At approximately 5.15pm Wednesday 22nd July 2020 a Victorian male walker, who has been in Tasmania for the last 4 months, contacted Tasmania Police as he had become separated from his friend and was unable to locate the track he was walking on. The man had been walking to the summit of Mount Victoria, located on the North East of Tasmania.
Due to low telephone battery, the man’s phone went flat, and police were unable to actively communicate with him.
The Police, SES Search and Rescue along with the Westpac rescue helicopter all joined the Mount Victoria track to assist in the location of both walkers. The man’s friend was located first, and then later in the evening the bushwalker who had originally put the call in was located by the Westpac rescue Helicopter at around 10pm.
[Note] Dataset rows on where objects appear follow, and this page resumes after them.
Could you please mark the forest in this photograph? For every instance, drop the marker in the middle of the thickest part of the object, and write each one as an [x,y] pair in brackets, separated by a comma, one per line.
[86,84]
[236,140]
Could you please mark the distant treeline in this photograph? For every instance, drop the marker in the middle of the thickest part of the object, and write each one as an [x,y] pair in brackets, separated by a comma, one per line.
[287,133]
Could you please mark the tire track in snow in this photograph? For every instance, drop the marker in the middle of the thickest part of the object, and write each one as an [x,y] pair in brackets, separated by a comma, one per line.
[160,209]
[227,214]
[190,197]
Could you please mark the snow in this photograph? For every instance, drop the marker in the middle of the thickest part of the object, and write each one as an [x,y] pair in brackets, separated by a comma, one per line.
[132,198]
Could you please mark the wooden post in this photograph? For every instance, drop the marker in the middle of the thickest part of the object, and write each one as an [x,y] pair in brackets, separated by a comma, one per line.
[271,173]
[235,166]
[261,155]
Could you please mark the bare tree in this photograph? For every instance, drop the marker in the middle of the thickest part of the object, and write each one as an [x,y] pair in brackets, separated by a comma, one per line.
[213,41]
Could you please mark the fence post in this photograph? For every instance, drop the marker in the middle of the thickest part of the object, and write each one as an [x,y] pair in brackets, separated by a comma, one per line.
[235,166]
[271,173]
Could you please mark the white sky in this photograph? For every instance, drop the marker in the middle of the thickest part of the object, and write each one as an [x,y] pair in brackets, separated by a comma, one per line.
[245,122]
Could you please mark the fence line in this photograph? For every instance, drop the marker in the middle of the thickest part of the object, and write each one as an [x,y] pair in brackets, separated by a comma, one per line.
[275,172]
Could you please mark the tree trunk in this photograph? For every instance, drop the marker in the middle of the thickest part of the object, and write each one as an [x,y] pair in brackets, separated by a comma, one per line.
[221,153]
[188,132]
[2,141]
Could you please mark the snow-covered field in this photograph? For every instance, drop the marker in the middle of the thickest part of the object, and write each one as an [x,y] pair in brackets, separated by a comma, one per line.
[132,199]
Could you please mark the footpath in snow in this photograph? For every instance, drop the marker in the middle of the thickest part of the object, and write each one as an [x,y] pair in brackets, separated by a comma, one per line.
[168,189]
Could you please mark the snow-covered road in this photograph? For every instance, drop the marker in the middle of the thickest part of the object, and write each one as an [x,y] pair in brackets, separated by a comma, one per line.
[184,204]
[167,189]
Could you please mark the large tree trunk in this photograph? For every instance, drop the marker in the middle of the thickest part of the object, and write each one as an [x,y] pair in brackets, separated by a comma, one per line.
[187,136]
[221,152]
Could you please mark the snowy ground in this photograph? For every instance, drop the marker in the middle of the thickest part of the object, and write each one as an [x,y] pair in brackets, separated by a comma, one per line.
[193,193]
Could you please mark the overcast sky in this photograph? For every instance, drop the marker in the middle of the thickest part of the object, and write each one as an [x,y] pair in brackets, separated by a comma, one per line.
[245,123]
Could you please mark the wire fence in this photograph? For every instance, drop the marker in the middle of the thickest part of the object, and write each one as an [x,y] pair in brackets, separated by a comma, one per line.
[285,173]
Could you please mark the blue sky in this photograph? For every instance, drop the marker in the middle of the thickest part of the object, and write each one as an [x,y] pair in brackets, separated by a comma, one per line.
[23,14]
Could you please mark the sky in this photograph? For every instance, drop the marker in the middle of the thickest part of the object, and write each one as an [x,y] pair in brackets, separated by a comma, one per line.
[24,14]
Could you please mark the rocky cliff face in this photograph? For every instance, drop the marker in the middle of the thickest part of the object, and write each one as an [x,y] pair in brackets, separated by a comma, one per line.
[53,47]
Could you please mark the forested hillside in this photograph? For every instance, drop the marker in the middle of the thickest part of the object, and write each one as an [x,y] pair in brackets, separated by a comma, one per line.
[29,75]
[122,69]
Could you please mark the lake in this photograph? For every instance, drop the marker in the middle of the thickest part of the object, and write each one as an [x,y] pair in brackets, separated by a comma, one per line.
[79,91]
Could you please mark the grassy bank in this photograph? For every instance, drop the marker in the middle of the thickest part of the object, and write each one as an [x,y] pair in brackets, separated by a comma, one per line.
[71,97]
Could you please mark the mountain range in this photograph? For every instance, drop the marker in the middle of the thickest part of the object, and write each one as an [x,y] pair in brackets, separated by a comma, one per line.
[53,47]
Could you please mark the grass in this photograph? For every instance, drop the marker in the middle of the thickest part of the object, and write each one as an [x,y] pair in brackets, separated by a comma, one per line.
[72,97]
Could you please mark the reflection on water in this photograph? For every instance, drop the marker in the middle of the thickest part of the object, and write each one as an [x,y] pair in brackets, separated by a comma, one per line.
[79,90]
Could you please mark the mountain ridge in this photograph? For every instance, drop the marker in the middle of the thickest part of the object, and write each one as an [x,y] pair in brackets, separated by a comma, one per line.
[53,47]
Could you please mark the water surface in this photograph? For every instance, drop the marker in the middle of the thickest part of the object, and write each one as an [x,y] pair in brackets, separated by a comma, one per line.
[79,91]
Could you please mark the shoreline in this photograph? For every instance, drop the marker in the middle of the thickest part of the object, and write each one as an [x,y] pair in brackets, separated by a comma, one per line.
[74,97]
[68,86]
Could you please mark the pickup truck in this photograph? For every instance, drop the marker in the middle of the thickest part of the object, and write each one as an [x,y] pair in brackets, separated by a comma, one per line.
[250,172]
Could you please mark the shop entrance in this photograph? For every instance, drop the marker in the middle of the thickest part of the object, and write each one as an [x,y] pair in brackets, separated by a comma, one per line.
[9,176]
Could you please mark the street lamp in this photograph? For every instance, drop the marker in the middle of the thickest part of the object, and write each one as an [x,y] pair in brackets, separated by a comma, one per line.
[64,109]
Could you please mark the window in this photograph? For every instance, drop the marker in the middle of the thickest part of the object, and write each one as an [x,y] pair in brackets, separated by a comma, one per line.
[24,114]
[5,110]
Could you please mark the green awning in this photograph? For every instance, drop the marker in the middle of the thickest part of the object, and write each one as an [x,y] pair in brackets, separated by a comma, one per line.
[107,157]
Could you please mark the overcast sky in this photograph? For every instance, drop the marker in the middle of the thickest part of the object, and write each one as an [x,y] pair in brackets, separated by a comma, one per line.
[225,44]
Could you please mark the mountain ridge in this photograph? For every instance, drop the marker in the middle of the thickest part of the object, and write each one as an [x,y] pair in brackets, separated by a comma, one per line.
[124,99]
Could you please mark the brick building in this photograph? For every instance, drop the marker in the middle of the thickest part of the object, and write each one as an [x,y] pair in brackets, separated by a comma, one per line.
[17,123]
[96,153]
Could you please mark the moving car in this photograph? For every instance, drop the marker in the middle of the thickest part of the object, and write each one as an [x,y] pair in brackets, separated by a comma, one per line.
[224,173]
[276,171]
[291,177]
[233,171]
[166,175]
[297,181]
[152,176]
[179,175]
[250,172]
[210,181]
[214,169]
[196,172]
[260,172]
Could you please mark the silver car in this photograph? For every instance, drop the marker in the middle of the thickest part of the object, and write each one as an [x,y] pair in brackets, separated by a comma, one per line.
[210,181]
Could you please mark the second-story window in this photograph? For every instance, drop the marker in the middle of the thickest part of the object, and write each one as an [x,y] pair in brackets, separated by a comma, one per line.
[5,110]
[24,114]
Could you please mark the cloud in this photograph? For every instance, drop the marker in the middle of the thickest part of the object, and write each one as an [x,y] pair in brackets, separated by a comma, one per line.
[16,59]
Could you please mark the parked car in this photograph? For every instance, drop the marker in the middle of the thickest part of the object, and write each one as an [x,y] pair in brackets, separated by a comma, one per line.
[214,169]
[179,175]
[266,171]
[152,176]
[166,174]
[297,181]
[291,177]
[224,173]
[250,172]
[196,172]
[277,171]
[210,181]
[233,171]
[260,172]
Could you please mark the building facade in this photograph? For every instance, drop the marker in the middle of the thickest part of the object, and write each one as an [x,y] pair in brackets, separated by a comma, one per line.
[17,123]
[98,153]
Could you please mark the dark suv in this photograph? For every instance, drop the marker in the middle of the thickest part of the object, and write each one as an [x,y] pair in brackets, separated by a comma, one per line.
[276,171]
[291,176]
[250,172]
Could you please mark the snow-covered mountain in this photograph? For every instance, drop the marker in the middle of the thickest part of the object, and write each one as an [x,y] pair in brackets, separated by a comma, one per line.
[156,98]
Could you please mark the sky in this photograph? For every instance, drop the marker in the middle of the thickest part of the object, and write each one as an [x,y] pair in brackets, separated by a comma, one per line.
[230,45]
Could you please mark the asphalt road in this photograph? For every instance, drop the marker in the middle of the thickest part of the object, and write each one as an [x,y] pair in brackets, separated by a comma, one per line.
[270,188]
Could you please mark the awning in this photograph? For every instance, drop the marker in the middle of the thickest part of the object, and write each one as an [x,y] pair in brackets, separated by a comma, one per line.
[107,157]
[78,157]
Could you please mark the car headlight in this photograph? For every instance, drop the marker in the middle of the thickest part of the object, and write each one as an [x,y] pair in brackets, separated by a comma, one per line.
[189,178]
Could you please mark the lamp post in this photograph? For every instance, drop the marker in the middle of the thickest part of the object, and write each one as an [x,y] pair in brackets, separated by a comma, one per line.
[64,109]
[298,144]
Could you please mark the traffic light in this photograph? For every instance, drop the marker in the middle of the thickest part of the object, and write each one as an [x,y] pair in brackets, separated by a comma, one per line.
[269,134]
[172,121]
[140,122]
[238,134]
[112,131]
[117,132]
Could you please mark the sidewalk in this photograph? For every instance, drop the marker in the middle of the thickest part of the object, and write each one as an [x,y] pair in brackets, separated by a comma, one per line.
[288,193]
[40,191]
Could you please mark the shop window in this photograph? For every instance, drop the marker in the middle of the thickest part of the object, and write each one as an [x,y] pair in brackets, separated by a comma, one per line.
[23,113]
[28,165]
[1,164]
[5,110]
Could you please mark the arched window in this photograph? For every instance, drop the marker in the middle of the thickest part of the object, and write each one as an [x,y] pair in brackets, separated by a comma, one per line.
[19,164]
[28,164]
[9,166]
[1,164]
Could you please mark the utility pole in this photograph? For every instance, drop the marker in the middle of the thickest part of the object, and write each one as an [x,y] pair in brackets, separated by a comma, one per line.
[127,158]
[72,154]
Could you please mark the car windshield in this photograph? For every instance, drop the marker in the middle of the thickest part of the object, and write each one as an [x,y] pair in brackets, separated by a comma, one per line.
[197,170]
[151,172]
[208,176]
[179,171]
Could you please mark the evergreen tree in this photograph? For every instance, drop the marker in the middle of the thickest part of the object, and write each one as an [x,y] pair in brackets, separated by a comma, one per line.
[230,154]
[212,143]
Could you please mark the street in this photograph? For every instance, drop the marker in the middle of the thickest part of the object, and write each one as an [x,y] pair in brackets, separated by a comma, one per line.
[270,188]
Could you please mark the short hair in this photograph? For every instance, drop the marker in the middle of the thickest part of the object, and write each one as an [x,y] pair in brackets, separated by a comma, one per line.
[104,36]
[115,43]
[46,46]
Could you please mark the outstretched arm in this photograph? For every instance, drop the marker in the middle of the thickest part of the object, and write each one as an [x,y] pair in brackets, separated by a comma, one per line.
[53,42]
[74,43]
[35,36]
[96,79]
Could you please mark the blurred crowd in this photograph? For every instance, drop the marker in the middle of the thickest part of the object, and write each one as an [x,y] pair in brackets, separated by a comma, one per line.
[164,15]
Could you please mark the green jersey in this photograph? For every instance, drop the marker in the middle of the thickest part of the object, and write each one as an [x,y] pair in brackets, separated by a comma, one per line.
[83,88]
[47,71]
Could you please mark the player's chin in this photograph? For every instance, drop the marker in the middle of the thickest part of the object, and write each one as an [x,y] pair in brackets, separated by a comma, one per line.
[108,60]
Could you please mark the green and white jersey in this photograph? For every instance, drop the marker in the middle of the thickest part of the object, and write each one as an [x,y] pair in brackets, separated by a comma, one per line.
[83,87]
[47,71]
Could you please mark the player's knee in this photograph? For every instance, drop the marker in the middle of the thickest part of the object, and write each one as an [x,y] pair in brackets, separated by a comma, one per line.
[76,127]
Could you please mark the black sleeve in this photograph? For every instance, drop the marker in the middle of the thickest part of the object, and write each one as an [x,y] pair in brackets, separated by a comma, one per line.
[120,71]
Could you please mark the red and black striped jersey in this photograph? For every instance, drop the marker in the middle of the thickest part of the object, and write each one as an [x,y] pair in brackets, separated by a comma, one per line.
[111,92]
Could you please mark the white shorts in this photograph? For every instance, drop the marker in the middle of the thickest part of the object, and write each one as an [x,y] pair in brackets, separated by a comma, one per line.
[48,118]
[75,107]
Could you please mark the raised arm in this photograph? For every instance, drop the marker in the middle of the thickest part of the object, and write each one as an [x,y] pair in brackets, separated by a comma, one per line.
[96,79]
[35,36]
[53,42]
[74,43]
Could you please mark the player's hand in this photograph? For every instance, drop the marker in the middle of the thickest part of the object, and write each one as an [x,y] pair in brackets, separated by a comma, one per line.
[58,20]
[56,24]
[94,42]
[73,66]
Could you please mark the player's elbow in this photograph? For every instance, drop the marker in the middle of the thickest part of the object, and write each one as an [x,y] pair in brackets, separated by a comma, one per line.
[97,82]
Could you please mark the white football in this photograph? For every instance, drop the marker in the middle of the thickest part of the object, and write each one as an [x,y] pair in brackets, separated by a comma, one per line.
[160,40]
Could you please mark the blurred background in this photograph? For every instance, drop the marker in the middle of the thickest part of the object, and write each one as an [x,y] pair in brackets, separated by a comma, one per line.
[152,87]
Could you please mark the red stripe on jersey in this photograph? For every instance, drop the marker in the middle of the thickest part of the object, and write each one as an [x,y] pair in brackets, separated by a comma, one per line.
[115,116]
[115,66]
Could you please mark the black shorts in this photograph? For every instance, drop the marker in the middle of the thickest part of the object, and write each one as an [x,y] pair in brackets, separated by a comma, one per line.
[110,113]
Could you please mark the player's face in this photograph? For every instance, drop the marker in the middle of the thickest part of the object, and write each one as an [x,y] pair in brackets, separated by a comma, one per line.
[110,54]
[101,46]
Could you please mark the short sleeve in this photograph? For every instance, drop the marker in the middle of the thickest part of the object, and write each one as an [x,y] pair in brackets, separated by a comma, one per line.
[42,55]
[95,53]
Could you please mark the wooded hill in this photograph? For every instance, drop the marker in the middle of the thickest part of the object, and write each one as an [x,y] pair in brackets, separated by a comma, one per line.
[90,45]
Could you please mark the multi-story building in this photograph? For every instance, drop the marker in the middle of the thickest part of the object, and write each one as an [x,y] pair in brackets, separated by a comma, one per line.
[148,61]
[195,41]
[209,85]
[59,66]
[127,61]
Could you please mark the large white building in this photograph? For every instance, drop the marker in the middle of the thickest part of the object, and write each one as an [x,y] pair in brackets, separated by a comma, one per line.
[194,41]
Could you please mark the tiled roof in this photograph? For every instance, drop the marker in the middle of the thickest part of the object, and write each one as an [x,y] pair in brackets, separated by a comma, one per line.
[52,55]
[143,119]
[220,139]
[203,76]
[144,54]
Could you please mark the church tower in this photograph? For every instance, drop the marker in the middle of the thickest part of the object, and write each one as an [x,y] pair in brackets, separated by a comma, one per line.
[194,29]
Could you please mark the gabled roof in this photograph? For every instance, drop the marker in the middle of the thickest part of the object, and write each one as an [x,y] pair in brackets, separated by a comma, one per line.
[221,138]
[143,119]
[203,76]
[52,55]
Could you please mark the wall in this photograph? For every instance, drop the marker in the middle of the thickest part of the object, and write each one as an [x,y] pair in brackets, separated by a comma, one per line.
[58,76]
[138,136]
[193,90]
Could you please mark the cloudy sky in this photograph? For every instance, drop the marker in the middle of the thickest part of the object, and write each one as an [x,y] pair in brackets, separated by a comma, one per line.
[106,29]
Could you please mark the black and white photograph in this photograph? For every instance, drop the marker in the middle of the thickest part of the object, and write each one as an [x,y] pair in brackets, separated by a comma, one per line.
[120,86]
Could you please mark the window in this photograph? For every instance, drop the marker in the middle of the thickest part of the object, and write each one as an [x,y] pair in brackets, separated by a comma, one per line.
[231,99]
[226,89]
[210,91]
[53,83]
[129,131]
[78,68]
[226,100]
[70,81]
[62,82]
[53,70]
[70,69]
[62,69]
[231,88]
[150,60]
The man was winched safely aboard the helicopter and was then reunited with his friend without further incident.
In Addition to this incident, at approximately 5.30pm Wednesday 22nd July 2020, the Australian Maritime and Safety Authority (AMSA) in Canberra alerted Tasmania Police of an EPIRB (Emergency Position Indicating Radio Beacon) activation in the Walls of Jerusalem National Park.
The EPIRB was registered to a 39-year-old female walker from Turners Beach. Tasmania Police were also contacted shortly after by a Next of Kin for the walker who reported the 39-year-old as being late.
The Westpac rescue helicopter was deployed and was able to locate as well as winch the walker on board without any incident.
According to the media release issued by Tasmania Police, the cause of the EPIRB activation arose from the walker falling unwell and had lost the track in the dense bush.
The 39-year-old was well equipped and an experienced walker who had notified her Next of Kin of her expected return time and where she was intending to go.
By sharing these details and registering an EPIRB, it significantly assisted the police in being able to accurately locate and rescue the missing walker from her situation in a timely manner.
Bushwalkers are reminded by Senior Sergeant Justin Bidgood of the need to be well prepared and to be carrying adequate food, water and clothing for all weather conditions. Bushwalkers should also advise a trusted person of where they intend to walk and an expected return time. Whilst we can’t always rely on good mobile phone coverage, walkers should ensure their phone has adequate charge and where possible they carry an EPIRB or Personal Locator Beacon which has been registered with AMSA for use in emergency situations.